Karel has spent his professional career dealing with design, technology, human affect, cognition, and behavior primarily through the human interface to technology.

His current interests are in advances in user experience research, design practice, design-based organizational transformation, the innovation ecosystem (design school, business school, university, entrepreneur, and enterprise), and the ways in which technology can extend, optimize, and improve work, play, relationships, education, health, and overall fulfillment.

Karel is currently IBM Global Vice President, Client Insights and Research and responsible for leading the company’s global team of researchers and the insights they provide to product, services, and executive teams.

Karel has led design and research in various roles worldwide at IBM for most of his three decades with the company.

Karel joined IBM in 1988 after having done graduate studies, research, and teaching at the University of Toronto. He introduced User-Centered Design at IBM in 1993 and assumed a company-wide role in 1995 leading IBM's community of designers, leading the development of design methods, languages, and technologies, and leading the design of the commercialization of the IBM Watson. In 2013, Karel help found a new IBM Design program together with General Manager of Design, Phil Gilbert, and IBM Fellow, Charlie Hill. Karel personally introduced the new design program which included Enterprise Design Thinking to IBM product development laboratories worldwide and introduced a tailored version of it to IBM consulting services and technology services organizations worldwide from 2014 through 2016. He next focused on the development and activation of Enterprise Design Thinking for client facing professionals worldwide and rolled that to IBM’s top client accounts in 2017 and 2018. He has also conducted workshops with the c-suite and senior executive teams of hundreds of industry leading companies worldwide as well as with startups, scale-ups, and public organizations. 

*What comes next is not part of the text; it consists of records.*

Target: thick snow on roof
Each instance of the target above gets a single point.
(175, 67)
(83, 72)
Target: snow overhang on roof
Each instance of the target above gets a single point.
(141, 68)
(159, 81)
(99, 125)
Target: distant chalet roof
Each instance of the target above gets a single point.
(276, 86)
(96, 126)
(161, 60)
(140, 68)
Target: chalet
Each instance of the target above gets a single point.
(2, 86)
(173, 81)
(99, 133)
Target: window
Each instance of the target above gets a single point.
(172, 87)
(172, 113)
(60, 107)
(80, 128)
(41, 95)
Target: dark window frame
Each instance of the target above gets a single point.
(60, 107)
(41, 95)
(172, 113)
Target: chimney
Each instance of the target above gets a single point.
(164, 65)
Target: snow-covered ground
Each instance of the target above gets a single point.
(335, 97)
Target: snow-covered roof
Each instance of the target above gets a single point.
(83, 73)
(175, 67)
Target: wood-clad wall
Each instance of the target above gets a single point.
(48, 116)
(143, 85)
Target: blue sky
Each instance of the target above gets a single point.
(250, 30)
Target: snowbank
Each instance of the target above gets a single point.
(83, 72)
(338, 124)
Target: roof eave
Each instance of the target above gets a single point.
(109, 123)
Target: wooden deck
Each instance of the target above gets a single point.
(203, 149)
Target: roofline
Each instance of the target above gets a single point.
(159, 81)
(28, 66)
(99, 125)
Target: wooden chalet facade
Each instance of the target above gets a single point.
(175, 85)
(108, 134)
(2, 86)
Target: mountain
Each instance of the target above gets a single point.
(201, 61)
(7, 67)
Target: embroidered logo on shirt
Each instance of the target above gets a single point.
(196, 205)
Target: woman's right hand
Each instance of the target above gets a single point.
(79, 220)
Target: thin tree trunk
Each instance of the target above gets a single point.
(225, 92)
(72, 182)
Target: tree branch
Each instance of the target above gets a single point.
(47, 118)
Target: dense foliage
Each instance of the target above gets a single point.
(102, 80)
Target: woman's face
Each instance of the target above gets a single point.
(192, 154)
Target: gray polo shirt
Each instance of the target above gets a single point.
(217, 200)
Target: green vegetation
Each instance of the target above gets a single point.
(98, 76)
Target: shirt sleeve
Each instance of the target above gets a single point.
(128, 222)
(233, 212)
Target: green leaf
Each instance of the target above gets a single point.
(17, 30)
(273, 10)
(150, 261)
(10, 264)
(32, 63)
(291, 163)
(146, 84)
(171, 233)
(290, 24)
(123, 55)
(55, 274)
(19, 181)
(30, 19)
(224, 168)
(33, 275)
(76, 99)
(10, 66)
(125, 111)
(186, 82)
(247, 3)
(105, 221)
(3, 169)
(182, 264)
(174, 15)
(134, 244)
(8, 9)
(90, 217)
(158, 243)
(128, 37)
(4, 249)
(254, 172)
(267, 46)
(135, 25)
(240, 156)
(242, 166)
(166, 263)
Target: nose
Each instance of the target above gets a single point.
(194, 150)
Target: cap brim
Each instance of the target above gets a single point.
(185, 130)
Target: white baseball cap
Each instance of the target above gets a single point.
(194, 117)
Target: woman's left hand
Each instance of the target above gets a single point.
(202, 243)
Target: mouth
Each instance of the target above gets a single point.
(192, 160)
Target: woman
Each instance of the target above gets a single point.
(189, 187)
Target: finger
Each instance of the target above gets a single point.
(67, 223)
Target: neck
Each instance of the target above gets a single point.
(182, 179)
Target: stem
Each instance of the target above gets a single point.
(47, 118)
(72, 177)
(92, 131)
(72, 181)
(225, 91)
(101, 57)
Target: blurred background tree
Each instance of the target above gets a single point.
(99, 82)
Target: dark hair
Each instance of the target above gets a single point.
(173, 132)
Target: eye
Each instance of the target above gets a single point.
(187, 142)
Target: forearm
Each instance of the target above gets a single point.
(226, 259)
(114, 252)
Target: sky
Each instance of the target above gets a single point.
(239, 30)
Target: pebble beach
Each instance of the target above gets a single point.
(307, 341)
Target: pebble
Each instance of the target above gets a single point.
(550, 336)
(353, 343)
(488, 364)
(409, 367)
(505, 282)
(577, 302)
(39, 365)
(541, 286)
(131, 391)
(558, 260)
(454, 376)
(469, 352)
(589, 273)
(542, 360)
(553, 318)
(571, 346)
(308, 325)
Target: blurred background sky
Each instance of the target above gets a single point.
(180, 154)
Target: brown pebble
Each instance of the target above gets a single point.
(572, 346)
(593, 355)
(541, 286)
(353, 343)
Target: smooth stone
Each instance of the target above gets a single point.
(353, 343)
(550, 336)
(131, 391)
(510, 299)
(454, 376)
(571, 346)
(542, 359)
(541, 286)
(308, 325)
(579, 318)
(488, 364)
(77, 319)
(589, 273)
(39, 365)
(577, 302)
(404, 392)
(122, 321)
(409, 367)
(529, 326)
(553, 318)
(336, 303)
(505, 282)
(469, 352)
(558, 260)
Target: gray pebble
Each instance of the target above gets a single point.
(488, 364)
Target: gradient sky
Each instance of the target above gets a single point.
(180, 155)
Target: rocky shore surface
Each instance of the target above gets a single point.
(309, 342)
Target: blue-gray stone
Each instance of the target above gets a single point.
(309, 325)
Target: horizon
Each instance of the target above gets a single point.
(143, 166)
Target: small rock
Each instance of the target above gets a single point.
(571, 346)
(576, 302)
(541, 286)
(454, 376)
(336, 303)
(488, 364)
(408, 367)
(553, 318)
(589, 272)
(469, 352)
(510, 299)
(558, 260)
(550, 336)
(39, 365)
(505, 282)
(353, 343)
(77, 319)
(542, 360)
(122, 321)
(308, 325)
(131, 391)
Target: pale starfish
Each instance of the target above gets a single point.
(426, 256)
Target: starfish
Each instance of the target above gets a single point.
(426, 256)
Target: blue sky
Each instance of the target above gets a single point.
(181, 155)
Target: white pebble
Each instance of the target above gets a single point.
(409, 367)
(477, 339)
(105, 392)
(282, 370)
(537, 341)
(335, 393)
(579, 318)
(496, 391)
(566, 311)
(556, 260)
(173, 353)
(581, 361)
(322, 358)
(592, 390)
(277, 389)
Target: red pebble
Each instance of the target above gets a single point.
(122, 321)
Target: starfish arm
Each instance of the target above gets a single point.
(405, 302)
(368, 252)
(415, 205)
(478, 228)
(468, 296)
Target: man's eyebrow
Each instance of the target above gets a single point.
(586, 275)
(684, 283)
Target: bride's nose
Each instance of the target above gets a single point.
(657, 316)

Karel has written over 100 conference and journal publications, a book entitled "User-Centered Design: An Integrated Approach" and contributed chapters to other edited books. He is a frequent keynote speaker and panelist at industry conferences and on university campuses.

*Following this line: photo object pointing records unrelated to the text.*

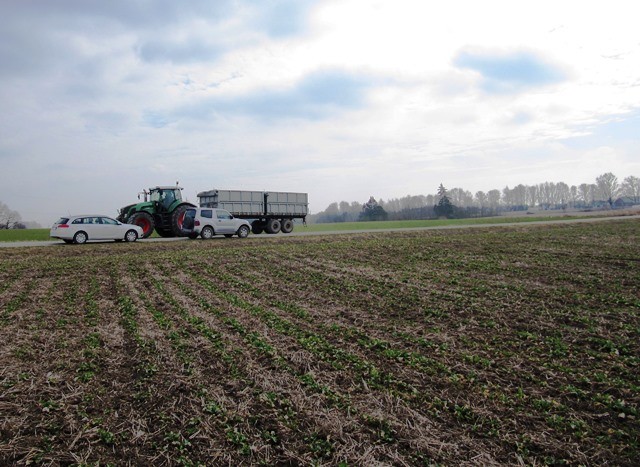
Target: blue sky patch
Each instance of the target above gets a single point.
(317, 96)
(507, 73)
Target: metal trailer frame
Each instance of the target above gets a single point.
(271, 211)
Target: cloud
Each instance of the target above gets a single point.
(316, 96)
(513, 72)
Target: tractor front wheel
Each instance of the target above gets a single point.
(144, 220)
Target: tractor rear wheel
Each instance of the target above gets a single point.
(144, 220)
(177, 221)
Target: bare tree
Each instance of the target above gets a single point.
(631, 188)
(607, 187)
(8, 218)
(493, 197)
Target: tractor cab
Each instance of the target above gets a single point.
(162, 209)
(165, 196)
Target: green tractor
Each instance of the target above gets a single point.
(163, 210)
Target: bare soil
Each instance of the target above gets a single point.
(485, 346)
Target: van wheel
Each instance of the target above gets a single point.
(243, 231)
(207, 233)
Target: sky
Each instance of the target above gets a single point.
(340, 99)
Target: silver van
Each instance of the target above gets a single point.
(207, 222)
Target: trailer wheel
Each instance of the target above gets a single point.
(287, 226)
(243, 231)
(273, 226)
(257, 227)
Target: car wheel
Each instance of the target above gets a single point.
(80, 238)
(243, 231)
(207, 233)
(131, 236)
(257, 227)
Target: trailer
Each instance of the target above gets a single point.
(268, 211)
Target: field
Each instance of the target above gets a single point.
(43, 234)
(482, 346)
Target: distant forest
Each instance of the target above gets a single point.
(607, 192)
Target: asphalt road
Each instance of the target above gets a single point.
(300, 231)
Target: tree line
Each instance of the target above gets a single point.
(10, 219)
(605, 192)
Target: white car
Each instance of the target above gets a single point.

He co-developed the Innovation by Design programs for the DeGroote School of Business and Medicine, the Health Leadership Academy, the Collaborative Health Governance, and a pan-university course at McMaster University. He currently teaches in the Digital Transformation Executive MBA program, the Directors College, and the Collaborative Health Governance program. Karel together with Don Norman founded the Future of Design Education project which aims to develop a framework of new design curricula for the world of the future.   

Karel has spent much of his life observing people interacting with others, their world, and their technology; read widely about improving the human condition, optimizing the interactions between people, and driving effective organizational change; and has practiced what he's learned. Karel has undergraduate, master's, and doctoral level training in Psychology, Cognitive Science, and Human Computer Interaction, has taught university, conducted research, and worked at IBM for more than three decades. He has taught, led, managed, and mentored thousands of people over the years and he shares what he's learned here on this blog and in his Life Habits Mentoring podcast.

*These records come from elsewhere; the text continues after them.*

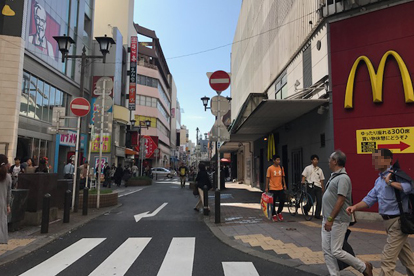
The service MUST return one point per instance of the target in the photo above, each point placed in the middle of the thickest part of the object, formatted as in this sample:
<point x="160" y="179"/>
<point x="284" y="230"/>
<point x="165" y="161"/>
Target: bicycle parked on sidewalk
<point x="299" y="198"/>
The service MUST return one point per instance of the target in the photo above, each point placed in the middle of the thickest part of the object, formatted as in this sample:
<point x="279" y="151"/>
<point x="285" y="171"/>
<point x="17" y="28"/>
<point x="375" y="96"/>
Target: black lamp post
<point x="64" y="42"/>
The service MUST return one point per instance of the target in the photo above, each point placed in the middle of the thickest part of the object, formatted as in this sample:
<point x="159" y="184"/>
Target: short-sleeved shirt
<point x="339" y="185"/>
<point x="275" y="175"/>
<point x="385" y="195"/>
<point x="313" y="175"/>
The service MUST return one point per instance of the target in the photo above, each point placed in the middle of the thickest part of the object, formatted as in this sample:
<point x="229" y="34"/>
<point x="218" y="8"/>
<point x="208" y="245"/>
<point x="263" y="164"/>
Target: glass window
<point x="25" y="94"/>
<point x="58" y="98"/>
<point x="39" y="100"/>
<point x="52" y="97"/>
<point x="46" y="104"/>
<point x="32" y="97"/>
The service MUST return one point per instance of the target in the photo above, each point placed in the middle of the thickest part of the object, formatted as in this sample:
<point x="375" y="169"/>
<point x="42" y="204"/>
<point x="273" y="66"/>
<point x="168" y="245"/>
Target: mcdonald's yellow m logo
<point x="378" y="78"/>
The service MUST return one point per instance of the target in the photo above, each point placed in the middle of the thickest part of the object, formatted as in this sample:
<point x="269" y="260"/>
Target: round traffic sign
<point x="80" y="106"/>
<point x="219" y="81"/>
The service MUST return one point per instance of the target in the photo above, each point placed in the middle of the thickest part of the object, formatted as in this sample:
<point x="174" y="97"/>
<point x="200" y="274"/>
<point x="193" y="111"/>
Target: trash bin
<point x="18" y="206"/>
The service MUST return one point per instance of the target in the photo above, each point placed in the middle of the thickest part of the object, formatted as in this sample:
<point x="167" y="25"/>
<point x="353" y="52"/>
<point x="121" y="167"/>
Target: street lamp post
<point x="64" y="42"/>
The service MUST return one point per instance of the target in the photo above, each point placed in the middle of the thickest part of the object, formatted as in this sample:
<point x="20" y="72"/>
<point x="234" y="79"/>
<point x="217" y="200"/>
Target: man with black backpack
<point x="384" y="192"/>
<point x="336" y="199"/>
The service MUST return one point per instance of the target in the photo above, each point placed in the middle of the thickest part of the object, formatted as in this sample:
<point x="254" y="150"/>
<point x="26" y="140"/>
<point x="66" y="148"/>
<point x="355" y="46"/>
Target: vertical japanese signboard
<point x="133" y="72"/>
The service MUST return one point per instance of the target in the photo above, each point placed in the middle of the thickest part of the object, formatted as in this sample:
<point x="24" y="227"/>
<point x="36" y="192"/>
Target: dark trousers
<point x="316" y="194"/>
<point x="280" y="196"/>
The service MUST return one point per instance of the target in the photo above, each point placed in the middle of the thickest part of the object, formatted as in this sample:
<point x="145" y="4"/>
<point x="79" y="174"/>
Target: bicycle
<point x="299" y="198"/>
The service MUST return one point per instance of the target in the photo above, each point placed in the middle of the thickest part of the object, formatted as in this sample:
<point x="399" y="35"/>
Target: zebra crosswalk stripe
<point x="57" y="263"/>
<point x="121" y="259"/>
<point x="179" y="258"/>
<point x="239" y="268"/>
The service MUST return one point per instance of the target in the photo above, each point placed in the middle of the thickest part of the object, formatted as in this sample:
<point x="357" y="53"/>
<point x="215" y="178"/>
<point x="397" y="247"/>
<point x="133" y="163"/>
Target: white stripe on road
<point x="78" y="106"/>
<point x="239" y="269"/>
<point x="220" y="81"/>
<point x="135" y="192"/>
<point x="121" y="260"/>
<point x="57" y="263"/>
<point x="179" y="258"/>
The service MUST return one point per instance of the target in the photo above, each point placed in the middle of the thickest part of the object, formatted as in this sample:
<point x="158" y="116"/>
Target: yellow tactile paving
<point x="13" y="244"/>
<point x="354" y="229"/>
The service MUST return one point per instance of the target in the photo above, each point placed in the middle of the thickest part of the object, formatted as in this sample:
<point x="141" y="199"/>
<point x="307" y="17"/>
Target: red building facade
<point x="372" y="67"/>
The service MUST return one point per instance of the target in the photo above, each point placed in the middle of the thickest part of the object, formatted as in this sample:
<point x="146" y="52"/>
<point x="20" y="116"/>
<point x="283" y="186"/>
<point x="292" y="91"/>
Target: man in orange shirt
<point x="276" y="184"/>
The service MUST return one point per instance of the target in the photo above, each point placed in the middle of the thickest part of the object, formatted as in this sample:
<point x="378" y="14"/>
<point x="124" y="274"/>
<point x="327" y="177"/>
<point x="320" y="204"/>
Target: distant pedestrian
<point x="336" y="199"/>
<point x="15" y="170"/>
<point x="384" y="193"/>
<point x="5" y="197"/>
<point x="68" y="170"/>
<point x="202" y="180"/>
<point x="183" y="171"/>
<point x="42" y="168"/>
<point x="30" y="168"/>
<point x="314" y="175"/>
<point x="119" y="172"/>
<point x="276" y="184"/>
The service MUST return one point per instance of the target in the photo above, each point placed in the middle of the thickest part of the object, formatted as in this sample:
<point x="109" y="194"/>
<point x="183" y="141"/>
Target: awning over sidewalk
<point x="130" y="152"/>
<point x="271" y="114"/>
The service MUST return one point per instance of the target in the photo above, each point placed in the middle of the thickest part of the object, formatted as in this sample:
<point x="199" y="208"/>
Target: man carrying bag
<point x="384" y="192"/>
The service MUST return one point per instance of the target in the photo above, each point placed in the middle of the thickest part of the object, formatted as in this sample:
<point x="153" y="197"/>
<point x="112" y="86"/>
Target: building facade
<point x="34" y="79"/>
<point x="302" y="78"/>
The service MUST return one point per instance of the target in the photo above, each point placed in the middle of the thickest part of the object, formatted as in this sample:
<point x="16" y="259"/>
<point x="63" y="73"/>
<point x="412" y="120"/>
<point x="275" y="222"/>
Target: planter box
<point x="140" y="182"/>
<point x="106" y="200"/>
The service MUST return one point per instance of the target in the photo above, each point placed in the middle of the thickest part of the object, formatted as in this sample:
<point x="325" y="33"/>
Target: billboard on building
<point x="11" y="17"/>
<point x="43" y="27"/>
<point x="372" y="92"/>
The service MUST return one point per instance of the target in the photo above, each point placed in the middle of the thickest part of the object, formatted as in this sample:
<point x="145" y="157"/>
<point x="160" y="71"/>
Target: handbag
<point x="195" y="189"/>
<point x="407" y="219"/>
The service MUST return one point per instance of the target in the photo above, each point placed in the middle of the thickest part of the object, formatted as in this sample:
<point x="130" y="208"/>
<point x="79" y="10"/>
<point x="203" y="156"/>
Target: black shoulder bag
<point x="407" y="219"/>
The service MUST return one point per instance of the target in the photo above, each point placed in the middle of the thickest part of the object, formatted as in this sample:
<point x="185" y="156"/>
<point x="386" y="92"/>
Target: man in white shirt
<point x="314" y="174"/>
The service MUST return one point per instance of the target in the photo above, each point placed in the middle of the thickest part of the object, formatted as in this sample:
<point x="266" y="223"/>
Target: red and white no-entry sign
<point x="219" y="81"/>
<point x="80" y="106"/>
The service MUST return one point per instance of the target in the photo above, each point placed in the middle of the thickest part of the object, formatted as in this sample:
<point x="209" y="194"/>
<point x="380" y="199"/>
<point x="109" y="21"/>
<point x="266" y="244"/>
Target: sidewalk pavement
<point x="294" y="242"/>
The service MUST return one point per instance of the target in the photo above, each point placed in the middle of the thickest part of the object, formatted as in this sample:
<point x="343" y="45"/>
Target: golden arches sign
<point x="378" y="78"/>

Having been vegetarian for 40 years, Karel and his entire family went vegan 8 years ago and created a website icouldgovegan.com to advocate for, outline the benefits of, and provide guidance to adopt a plant-based vegan lifestyle. He also serves at the Vice President of the VegTO Board of Directors, a nonprofit organization which inspires people to choose a healthier, greener, more compassionate lifestyle. He also uses his Instagram account for outreach and regularly gets DMs saying that yet another of his followers have been inspired to go vegan from his posts.

The views expressed in this blog are Karel's own and don’t necessarily represent the positions, strategies or opinions of his employer.